Cumhurbaşkanlığı Eğitim ve Öğretim Politikaları Kurulu Üyesi Prof. Dr. Ömer Özyılmaz da, sosyal medya hesabından ‘Eğitim bilimcileri, öğretim üyelerini ve öğretmenleri ‘Milli eğitim nedir?’ sorusuna cevap aramaya davet ettiği yazısında eğitim felsefesi, insan felsefesi ve bilim felsefesi (epistemolojisi) kavramlarının eğitim sistemlerinin temeli olduğunu hatırlattı. Eğitim felsefesi, milletin ‘inanç, tarih ve dünya görüşünün eğitime yansıyan yönü’nü; eğitim sisteminin insan felsefesi ise, temeldeki ‘eğitim felsefesinin insana bakışı’nı; eğitim sisteminin bilim felsefesi (epistemolojisi) de yine eğitim felsefesinin ‘hedeflediği insanı, hangi bilim dalları, hangi bilgi ve yöntemlerle yetiştireceği’ problemlerine çözüm getirdiğini ifade etti. Milletlerin ‘geleceğe hangi kimlikle ve nasıl yürüyeceklerini belirleyen eğitim felsefesi, insan felsefesi ve bilim felsefesi kavramlarının içini kendi dünya görüşü ve felsefi (fikri) birikimiyle doldurduğu’nu vurgulayan Özyılmaz, ‘Bu üç kavram, sadece eğitim sistemlerinin değil, bir bütün olarak sosyal hayatı da ilgilendiren temel kavramlardır.’ diyor.

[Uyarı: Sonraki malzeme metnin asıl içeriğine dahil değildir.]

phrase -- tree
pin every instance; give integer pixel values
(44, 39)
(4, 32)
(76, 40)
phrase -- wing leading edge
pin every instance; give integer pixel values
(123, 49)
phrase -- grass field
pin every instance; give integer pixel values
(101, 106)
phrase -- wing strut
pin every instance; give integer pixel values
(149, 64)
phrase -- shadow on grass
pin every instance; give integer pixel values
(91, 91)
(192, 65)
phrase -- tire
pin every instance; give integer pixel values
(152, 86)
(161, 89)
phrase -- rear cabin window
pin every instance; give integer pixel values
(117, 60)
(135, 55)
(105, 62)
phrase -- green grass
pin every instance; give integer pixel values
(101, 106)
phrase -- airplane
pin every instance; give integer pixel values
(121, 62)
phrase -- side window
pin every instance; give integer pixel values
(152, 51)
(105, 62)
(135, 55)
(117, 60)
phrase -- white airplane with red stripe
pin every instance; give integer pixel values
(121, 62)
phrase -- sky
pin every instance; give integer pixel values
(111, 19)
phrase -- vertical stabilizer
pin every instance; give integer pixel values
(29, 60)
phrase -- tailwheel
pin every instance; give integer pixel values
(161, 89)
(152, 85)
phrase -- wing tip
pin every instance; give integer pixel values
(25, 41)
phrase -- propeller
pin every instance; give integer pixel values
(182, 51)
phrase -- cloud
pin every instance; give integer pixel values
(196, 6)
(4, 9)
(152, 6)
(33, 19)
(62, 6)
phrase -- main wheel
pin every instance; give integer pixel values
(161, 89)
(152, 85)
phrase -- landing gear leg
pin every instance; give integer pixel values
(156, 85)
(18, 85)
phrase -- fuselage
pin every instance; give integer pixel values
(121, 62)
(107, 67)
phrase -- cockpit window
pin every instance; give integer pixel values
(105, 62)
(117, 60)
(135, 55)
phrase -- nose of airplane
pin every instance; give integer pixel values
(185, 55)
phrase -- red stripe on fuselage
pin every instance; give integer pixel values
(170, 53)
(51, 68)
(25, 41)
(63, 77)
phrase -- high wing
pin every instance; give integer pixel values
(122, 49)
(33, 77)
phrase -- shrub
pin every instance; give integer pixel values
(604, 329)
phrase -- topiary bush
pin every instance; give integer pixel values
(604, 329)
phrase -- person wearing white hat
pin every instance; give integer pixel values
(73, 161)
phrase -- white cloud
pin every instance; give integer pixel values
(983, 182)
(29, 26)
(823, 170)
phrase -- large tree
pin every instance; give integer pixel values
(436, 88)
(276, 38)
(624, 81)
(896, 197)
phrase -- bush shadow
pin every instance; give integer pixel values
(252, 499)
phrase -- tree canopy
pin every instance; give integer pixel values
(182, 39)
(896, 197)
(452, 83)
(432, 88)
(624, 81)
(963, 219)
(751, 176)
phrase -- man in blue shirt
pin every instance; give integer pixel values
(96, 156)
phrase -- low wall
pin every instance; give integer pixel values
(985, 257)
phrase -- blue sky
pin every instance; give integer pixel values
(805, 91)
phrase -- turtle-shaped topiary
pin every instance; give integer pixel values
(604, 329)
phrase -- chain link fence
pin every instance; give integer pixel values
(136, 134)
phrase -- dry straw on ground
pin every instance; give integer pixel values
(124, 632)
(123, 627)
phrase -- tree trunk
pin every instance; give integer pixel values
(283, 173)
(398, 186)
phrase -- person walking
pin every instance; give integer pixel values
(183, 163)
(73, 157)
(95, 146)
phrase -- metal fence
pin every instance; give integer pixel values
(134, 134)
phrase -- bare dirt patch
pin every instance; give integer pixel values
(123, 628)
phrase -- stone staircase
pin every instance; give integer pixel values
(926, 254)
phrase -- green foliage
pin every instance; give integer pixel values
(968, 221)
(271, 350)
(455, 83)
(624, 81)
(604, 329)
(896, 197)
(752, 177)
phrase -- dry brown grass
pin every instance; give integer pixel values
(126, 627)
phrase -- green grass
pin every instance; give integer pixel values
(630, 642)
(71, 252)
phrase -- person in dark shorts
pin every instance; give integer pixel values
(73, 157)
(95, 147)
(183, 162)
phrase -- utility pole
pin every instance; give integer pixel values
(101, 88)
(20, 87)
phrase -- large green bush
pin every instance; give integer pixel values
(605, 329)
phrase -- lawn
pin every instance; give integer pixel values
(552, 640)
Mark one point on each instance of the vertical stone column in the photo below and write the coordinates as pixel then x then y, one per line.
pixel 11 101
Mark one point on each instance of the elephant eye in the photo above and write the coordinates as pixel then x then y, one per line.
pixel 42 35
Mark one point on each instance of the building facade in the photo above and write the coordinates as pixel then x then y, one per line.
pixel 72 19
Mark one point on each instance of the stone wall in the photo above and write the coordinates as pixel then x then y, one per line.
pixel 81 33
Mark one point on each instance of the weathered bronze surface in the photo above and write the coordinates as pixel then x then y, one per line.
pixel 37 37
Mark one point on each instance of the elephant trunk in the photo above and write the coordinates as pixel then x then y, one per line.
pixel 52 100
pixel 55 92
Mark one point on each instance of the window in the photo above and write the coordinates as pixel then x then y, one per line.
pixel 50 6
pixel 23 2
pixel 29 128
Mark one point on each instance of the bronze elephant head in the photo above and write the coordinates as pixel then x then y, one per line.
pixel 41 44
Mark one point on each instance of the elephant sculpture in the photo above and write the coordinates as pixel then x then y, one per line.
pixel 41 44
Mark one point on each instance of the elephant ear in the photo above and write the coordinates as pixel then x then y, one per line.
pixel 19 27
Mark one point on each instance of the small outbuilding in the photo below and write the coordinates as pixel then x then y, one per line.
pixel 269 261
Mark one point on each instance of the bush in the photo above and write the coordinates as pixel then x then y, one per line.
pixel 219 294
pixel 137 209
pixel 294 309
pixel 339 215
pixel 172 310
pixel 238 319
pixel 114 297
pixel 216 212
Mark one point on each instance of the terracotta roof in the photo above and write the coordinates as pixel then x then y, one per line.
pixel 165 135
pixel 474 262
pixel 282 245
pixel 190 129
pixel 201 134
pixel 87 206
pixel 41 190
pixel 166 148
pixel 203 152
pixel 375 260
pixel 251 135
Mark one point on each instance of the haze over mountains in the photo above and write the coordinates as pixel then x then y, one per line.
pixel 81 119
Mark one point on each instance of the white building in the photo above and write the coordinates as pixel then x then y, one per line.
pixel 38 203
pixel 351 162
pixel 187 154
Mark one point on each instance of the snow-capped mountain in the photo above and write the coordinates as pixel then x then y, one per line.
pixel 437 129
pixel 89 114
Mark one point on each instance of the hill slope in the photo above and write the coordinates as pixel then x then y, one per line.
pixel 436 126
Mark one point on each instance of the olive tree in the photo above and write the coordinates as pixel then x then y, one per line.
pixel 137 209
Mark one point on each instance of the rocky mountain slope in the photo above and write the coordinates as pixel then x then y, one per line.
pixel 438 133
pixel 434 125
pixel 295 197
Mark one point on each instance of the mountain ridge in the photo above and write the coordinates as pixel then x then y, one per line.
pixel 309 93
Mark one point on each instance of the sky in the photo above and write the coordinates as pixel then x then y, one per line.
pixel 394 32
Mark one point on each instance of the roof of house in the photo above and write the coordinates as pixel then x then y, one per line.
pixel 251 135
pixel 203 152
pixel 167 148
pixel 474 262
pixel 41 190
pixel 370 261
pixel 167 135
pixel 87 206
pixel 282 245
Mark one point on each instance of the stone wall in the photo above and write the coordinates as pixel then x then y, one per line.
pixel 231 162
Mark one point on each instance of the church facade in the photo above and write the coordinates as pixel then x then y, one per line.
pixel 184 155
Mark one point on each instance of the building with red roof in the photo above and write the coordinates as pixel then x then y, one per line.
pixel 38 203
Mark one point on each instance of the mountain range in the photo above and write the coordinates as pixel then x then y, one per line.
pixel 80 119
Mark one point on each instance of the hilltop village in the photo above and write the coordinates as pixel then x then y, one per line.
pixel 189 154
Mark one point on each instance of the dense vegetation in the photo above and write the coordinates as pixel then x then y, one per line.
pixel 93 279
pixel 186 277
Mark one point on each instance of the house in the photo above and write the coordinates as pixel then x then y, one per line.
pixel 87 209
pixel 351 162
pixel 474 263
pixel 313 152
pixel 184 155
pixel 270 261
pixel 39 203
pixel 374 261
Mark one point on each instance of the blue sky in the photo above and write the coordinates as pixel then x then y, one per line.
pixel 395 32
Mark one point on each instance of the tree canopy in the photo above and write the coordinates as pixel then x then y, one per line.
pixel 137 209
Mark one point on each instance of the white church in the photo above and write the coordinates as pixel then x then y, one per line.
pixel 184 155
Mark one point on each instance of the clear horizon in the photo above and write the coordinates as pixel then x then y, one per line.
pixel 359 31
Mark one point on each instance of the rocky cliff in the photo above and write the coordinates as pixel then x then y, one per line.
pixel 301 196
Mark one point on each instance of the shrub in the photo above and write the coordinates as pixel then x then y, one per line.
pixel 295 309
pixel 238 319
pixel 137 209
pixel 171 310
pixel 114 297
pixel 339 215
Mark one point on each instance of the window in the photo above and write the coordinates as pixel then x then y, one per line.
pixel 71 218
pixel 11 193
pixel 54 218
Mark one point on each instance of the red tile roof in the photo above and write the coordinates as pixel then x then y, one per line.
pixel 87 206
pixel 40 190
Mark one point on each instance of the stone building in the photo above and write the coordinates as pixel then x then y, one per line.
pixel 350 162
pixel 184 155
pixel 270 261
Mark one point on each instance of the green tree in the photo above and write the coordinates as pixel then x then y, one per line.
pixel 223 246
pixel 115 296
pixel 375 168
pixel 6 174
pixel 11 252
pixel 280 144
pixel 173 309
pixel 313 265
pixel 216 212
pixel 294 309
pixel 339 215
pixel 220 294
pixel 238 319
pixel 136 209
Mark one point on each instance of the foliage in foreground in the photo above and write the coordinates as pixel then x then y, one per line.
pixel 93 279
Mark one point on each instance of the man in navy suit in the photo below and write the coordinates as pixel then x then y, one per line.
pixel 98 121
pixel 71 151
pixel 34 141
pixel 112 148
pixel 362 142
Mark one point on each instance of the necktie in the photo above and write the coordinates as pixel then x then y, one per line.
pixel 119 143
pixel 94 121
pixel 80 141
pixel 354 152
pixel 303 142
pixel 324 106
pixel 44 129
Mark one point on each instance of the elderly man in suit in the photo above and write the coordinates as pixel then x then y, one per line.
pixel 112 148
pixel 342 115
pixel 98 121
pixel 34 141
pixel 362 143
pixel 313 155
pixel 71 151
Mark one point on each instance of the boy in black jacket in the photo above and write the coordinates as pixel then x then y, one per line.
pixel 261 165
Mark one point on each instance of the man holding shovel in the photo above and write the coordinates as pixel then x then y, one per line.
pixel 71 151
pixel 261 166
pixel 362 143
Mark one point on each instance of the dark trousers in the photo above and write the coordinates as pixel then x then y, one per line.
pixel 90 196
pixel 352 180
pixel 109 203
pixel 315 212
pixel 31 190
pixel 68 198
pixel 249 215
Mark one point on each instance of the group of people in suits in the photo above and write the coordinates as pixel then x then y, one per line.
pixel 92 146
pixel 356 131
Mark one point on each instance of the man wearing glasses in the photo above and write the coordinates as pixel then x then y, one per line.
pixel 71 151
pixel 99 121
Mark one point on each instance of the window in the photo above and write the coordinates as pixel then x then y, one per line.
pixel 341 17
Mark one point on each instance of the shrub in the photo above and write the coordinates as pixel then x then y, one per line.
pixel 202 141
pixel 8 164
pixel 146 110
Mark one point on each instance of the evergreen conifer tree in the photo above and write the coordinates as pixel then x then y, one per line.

Eğitim konusunda yıllardır dünyadaki gelişmiş ülkelerden gerideyiz ve pandemi döneminde bile bunu aşamadık. Üniversitelerimiz bile bilim üretmede problemler yaşamaktadır. Okulları bir açtık bir kapattık, ancak kimse kalıcı bir çözüm ve sistem üretemedi. Bugünlerde ise aşı yaptırmayan eğitimcilere haftada iki gün PCR testini zorunlu kılıyoruz. Özellikle son 20 yıldır iktidarda olan AK Parti bile eğitim sistemine kalıcı bir çözüm üretemedi. Sınava dayalı sistemde çocuklarımızı ezber eğitimine boğduk, sosyal aktivitelerden uzak durmalarına neden olduk. Oysa çok uzağa gitmemize gerek yok, Avrupa’daki Almanya, Fransa, İngiltere gibi ülkelerin sistemini öğrenip burada uygulasaydık daha başarılı olurduk diye düşünüyorum. Çocuklarımıza ebeveyn olarak mesleklerini bizler aşılamamalıyız, çocuklarımızın becerilerine göre meslek seçmelerine eğitimciler ön ayak olmalıdırlar. Eğitimimizde sadece bakanlığın isminin önünde Milli ibaresi yazmaktadır, onun dışında verilen eğitimlerin bile millilikle alakası yoktur. Ülkemizde eğitim sistemi baştan aşağıya yenilenmelidir ve öyle bir sistem geliştirilmeli ki, bir daha ki yöneticilerin değişiklik yapmasına imkân verilmemelidir. Kur’an-ı Kerim’in ilk emri; 'İkra' bismi rabbikellezi hâlak.' Yani, 'Yaratan rabbinin adıyla oku.' dur. Gelin bilime ve ilime gereken önemi hep birlikte verelim.